La fiesta de la Purificación o de la Candelaria
Luz silenciosa
La fiesta de la Purificación o de la Candelaria
La fiesta de la Purificación, o de la Candelaria, está íntimamente vinculada a la luz. No a la luz natural, sino a esa otra luz sobrenatural, inscrita en el orden de la Gracia, que no solo ilumina desde dentro, sino que verdaderamente alumbra. Es una celebración que conecta con múltiples tradiciones espirituales, pues el ser humano, como el girasol, ha vivido siempre orientado hacia la luz, buscándola incansablemente. La luz que le ofrece seguridad; la noche, en cambio, siempre engendra incertidumbre.
En esta festividad rememoramos —y actualizamos constantemente la riqueza de su mensaje— la presentación de Jesús en el templo para cumplir la Ley judía.
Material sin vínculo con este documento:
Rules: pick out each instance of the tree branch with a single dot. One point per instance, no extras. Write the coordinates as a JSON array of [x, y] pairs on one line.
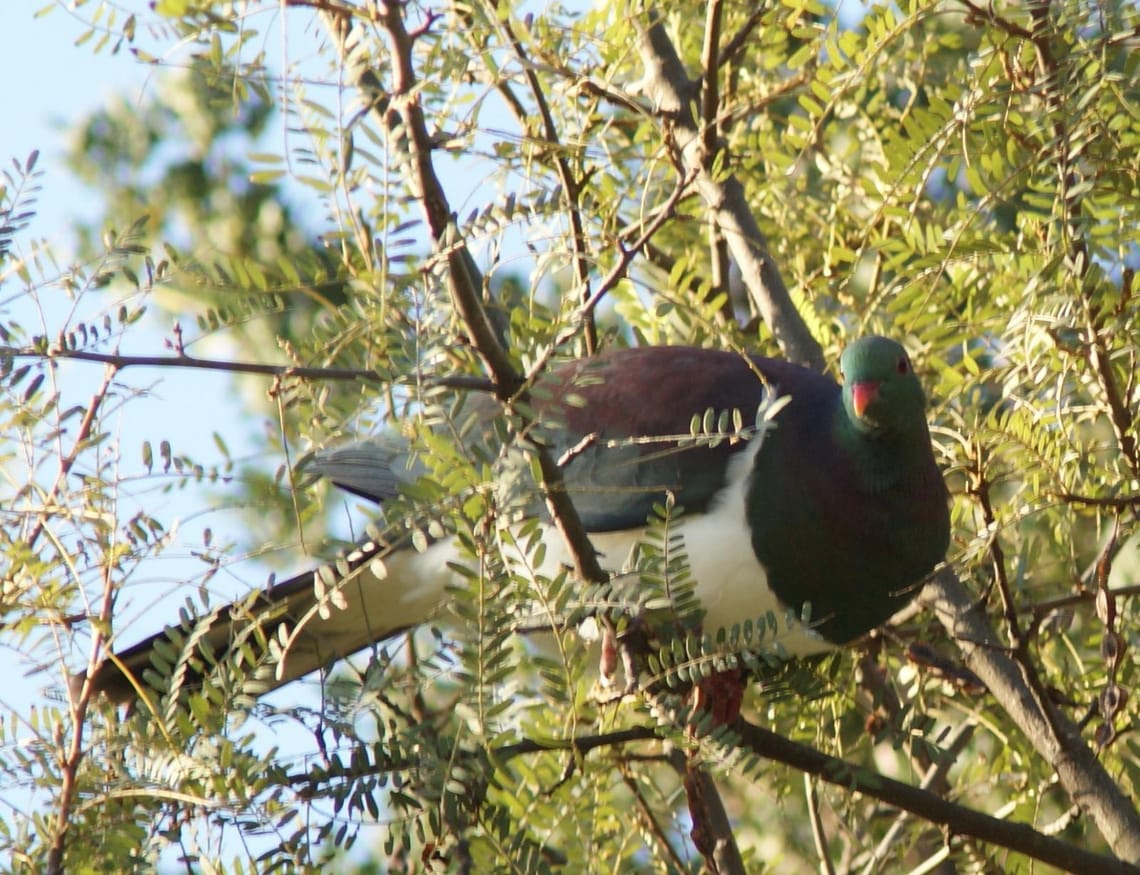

José y María cumplen porque viven insertos en una comunidad religiosa que se rige por determinados preceptos. Son discretos y no desean señalarse, pues encarnan ya el sentido profundo de estar en el mundo sin ser del mundo. Su modo de habitar la realidad, su desde dónde, se sitúa en un lugar radicalmente distinto.
Jesús se presenta en el templo como una luz silenciosa y sencilla, a la que aún no le ha llegado el momento de manifestar el fulgor asombroso que brota de la coherencia sencilla y auténtica de la vida. Es llevado por sus padres como ofrenda, porque saben que nada les pertenece: todo es don y a todo don le corresponde la entrega, el servicio.
todo es don y a todo don le corresponde la entrega, el servicio
Será el anciano Simeón quien desvele la identidad del niño. Con frecuencia son otros quienes reconocen aquello que aún permanece velado para uno mismo. A veces estamos tan cerca de nosotros que nos resulta imposible vernos; o quizá esta sea la forma de preservar la necesidad que tenemos de los demás para llegar a ser quienes somos. En cualquier caso, Simeón sabe que Jesús ha venido al mundo para ser la «luz que alumbre a las naciones»: una luz que disipa la ignorancia, que revela la presencia de Dios y que se convierte en esperanza frente a las sombras que inundan el mundo, fruto de las proyecciones del ego humano colectivo que tanto dolor generan siempre y, sobre todo, en los más inocentes.
La Candelaria, fiesta de la luz encendida en la candela, en la vela que sostenemos, nos invita a tomar conciencia de nuestras propias sombras. Solo cuando esto acontece puede comenzar la verdadera purificación del corazón. El hecho de que nadie pueda encender su propia luz —esa vela que, en cierto sentido, cada uno es— nos recuerda que el fuego y la luz deben llegarnos desde fuera, que han de sernos dados por Aquel que es la Luz misma, Fuego amoroso que alienta y colma la vida: Abba.
Pero en el relato, junto a Simeón, aparece también la profetisa Ana, quien, mediante ayunos y oraciones, no se apartaba del templo, aguardando a Aquel que habría de redimir a Israel, y que supo reconocer en el niño Jesús. Ambos son testimonio y testigos, y representan la sabiduría atesorada por la vejez, la paciencia que exige toda espera y la capacidad de reconocer, en lo pequeño y sencillo, la grandeza de la vida.
Esta fiesta de la luz está llena de destellos que nos invitan a renovarnos, a interrogarnos sobre las luces que buscamos para alumbrarnos
Esta fiesta de la luz está llena de destellos que nos invitan a renovarnos, a interrogarnos sobre las luces que buscamos para alumbrarnos. Porque alumbrar no es solo iluminar: es también la posibilidad de advertir el Camino que se nos ofrece graciosamente y, por tanto, de orientarnos. Y, en otro sentido aún más hondo, alumbrar es dar a luz, ofrecer un rumbo nuevo que despierte esa vida profunda, a menudo aletargada, que reclama nuestra atención.